Sunday, June 26, 2011

Congressional Hearings Week of 6-27-11

The House this week only has two pro-forma sessions scheduled (Tuesday and Friday) so we only have the Senate to watch this week. Even that won’t be tough since there is only one hearing currently scheduled this week in the Senate that will be of interest to the chemical security community. The Senate Homeland Security and Governmental Affairs Committee will be marking up S 473, the Continuing Chemical Facilities Antiterrorism Security Act of 2011.

On Wednesday, as one of five items on a Business Meeting Agenda, the Committee will consider the third CFATS extension bill to be approved by a Congressional Committee this session. As with HR 901 and HR 908 respectively in the House, I expect that this bill will pass with substantial bipartisan support. As they did last session, the Committee will agree to disagree on IST, whistleblower protections, etc and vote in support of Sen. Collin’s bill; with a number of Democrats vowing to raise those issues in the Senate floor debate (if and when) on the bill. There may be amendments offered in the mark-up, but probably nothing of substance.

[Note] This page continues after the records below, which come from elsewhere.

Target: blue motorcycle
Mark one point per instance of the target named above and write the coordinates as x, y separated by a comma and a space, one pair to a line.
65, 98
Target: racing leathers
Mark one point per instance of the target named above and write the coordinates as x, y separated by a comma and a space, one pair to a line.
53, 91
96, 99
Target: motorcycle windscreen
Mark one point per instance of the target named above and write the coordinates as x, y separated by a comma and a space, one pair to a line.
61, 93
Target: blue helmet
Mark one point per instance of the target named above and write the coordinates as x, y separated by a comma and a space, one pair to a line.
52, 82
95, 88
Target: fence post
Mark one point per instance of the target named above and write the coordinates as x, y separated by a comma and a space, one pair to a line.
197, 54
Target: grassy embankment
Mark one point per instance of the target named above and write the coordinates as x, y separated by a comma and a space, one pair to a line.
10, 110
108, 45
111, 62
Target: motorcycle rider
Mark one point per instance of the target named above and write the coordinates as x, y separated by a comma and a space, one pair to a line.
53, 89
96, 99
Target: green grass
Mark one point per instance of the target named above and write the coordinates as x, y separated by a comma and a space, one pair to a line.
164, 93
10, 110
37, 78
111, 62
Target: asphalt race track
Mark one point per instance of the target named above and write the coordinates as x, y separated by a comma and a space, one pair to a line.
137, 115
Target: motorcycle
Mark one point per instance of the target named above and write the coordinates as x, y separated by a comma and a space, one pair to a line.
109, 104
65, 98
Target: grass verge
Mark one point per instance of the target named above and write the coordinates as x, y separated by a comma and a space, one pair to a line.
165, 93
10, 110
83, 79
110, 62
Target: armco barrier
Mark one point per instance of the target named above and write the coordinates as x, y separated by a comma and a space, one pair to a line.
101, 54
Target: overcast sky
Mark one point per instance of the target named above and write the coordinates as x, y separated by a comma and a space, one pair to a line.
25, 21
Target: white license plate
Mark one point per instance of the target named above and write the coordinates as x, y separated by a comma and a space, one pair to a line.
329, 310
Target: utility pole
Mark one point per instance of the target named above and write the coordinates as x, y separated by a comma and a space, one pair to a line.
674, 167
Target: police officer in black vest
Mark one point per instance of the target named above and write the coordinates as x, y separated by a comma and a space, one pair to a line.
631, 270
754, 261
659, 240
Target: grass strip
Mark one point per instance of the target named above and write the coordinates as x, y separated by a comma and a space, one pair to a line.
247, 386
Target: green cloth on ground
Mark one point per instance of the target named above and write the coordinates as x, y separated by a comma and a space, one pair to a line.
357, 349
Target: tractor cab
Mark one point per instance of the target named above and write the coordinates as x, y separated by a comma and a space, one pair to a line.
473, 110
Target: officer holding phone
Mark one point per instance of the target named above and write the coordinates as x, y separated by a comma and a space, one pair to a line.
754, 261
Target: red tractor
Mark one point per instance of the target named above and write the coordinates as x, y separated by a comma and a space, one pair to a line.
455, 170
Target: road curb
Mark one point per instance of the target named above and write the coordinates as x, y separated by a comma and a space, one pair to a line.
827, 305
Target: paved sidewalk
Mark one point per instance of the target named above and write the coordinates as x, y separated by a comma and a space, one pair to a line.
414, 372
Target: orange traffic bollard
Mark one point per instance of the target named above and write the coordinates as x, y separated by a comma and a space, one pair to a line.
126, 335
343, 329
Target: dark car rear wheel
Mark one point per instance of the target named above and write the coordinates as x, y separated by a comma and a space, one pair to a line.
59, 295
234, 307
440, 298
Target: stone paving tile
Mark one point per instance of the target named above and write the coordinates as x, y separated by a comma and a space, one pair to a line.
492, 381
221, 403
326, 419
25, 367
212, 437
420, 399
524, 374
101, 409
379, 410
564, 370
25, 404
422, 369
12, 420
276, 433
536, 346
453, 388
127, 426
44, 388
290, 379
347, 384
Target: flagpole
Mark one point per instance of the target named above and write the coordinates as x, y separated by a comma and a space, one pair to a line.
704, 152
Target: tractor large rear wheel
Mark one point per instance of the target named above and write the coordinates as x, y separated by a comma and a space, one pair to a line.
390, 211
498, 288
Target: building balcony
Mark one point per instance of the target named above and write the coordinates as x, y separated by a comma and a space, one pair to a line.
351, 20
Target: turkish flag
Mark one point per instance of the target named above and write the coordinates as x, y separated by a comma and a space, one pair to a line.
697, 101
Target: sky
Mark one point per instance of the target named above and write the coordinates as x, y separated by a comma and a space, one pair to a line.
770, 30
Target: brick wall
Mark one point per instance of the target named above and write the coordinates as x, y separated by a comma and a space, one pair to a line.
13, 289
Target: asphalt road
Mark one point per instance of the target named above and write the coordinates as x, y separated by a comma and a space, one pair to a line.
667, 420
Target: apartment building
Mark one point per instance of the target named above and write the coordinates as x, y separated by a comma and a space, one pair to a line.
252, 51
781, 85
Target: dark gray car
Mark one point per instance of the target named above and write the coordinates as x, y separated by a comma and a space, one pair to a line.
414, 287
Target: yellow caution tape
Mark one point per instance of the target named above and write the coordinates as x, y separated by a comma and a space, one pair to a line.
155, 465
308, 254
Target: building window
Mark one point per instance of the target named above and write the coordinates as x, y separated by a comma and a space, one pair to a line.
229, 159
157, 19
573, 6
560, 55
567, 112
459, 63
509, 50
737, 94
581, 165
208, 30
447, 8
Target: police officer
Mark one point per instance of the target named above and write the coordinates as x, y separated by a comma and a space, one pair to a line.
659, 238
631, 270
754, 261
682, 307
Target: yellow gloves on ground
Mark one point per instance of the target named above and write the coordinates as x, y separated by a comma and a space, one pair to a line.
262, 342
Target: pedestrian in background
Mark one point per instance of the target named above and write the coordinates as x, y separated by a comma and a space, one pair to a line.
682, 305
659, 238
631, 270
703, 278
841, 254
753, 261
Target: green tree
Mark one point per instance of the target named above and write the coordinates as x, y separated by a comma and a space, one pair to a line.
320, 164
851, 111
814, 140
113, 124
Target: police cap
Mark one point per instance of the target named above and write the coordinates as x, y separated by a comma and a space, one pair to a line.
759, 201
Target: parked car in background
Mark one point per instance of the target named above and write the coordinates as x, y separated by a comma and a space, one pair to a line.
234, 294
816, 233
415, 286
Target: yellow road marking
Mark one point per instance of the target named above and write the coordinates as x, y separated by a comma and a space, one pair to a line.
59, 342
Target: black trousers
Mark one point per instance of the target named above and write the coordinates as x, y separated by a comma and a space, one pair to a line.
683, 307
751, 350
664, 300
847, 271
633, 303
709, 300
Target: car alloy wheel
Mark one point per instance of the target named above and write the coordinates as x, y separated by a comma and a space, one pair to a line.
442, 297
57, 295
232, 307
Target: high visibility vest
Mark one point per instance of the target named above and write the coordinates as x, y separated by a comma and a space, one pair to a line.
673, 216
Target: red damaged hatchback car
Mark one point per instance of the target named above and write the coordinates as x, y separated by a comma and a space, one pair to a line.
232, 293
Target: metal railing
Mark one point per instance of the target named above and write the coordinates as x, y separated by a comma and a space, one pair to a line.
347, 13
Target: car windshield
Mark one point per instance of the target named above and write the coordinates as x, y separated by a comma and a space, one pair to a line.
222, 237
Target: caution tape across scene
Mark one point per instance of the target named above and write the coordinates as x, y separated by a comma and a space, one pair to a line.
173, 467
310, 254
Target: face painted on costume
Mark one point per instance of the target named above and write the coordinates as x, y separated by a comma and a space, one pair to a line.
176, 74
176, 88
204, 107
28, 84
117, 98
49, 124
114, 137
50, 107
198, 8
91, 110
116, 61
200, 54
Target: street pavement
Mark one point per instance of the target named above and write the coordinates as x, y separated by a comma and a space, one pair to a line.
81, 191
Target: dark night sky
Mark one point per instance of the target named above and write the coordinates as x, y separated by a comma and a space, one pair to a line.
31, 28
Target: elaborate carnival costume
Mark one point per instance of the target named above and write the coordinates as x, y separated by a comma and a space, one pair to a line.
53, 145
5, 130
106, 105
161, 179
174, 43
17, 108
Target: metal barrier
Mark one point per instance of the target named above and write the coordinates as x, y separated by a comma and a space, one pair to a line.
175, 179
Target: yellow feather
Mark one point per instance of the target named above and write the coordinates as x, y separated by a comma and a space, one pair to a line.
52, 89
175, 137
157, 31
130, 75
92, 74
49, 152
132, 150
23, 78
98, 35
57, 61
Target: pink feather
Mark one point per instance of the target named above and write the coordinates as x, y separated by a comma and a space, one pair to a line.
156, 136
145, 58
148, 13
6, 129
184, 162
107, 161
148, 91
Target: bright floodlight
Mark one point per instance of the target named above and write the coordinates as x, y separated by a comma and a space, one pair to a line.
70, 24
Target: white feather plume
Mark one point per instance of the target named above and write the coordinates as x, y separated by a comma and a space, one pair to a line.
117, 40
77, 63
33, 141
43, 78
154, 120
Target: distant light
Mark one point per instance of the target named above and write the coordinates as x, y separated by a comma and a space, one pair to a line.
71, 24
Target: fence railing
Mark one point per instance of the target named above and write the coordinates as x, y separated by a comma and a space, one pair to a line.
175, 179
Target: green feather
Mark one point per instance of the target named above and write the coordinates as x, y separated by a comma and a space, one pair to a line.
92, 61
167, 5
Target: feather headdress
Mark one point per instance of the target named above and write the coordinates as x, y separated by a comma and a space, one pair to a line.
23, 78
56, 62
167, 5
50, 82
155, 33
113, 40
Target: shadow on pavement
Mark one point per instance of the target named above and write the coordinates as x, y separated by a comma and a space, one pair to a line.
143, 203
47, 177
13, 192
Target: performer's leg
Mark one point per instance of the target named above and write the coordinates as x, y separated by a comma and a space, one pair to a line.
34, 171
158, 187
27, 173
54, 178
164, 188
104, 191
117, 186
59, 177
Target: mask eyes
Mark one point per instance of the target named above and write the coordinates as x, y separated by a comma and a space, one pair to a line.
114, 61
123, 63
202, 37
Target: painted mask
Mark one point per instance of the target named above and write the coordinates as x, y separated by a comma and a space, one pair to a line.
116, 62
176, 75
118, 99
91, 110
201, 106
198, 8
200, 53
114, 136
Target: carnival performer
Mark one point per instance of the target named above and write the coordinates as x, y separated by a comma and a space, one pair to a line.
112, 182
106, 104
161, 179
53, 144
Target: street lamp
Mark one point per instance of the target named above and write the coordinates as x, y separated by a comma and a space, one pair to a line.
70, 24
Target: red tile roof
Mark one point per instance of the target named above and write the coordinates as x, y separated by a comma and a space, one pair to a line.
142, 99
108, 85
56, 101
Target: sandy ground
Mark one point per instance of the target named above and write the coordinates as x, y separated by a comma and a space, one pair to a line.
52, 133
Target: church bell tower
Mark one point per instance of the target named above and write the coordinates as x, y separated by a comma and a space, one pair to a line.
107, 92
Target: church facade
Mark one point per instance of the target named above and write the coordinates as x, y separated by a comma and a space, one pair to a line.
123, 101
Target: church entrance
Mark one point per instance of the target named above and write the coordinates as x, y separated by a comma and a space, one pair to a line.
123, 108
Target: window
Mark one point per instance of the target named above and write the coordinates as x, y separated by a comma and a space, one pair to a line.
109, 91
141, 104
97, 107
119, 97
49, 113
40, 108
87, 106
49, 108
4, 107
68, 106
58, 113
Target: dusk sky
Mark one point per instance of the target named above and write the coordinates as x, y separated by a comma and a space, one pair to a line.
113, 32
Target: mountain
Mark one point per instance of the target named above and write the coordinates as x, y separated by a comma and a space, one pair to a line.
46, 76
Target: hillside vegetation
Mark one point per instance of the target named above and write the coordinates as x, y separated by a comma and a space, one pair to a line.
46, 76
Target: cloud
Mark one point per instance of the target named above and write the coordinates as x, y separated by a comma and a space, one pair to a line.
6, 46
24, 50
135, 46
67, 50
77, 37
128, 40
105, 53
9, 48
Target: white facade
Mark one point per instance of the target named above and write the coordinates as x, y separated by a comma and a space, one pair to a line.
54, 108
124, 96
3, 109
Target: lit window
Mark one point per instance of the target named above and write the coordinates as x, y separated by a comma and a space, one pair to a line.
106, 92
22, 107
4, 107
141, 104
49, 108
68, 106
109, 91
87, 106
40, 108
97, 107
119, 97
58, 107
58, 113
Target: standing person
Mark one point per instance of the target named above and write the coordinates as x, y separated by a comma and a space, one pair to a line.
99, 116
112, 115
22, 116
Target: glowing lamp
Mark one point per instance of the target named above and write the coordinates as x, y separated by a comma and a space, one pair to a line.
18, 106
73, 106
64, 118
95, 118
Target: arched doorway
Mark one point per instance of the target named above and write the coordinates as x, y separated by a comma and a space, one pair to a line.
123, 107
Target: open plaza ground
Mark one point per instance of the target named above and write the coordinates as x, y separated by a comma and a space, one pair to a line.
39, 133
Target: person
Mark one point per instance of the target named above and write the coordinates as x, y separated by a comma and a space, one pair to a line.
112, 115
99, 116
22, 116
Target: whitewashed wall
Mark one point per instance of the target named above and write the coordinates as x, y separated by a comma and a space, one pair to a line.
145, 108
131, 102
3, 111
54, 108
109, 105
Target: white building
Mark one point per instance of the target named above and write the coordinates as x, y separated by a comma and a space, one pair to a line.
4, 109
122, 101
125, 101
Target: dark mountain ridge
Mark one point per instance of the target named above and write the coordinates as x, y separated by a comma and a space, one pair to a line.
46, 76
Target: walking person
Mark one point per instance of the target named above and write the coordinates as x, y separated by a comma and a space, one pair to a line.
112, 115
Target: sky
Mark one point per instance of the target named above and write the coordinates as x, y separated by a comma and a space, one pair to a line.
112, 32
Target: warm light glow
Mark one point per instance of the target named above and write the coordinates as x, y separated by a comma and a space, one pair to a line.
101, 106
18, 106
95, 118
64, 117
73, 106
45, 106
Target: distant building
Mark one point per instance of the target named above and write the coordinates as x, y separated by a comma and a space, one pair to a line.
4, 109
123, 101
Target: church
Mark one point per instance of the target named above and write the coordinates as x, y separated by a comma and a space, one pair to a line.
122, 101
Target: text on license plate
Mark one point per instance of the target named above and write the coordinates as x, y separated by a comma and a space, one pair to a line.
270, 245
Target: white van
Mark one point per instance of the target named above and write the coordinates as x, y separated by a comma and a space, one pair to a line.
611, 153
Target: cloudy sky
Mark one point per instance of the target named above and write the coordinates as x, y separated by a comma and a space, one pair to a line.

This leaves two CFATS bills yet to be acted upon during this session; HR 916, Rep. Dent’s (R, PA) companion bill to S 473; and S 709, Sen. Lautenberg’s (D, NJ) bill that would substantially change the CFATS program. The first will not be considered in committee (either the Homeland Security or Energy and Commerce Committees to which it was assigned). Sen. Lautenberg’s bill will not be heard in Sen. Collins’ (er… Sen. Lieberman’s) Homeland Security Committee. So the only horses running in this race are HR 901, HR 908 and S 473. One of the two House bills will get scrubbed next month when the House leadership decides which will come to the floor for consideration.

The Senate will not take up Sen. Collins’ bill until the House passes its CFATS legislation. Then the language in S 473 will be substituted for the House language before the floor debate begins. Things will get complicated from there. I doubt that any CFATS bill will actually get to conference this year.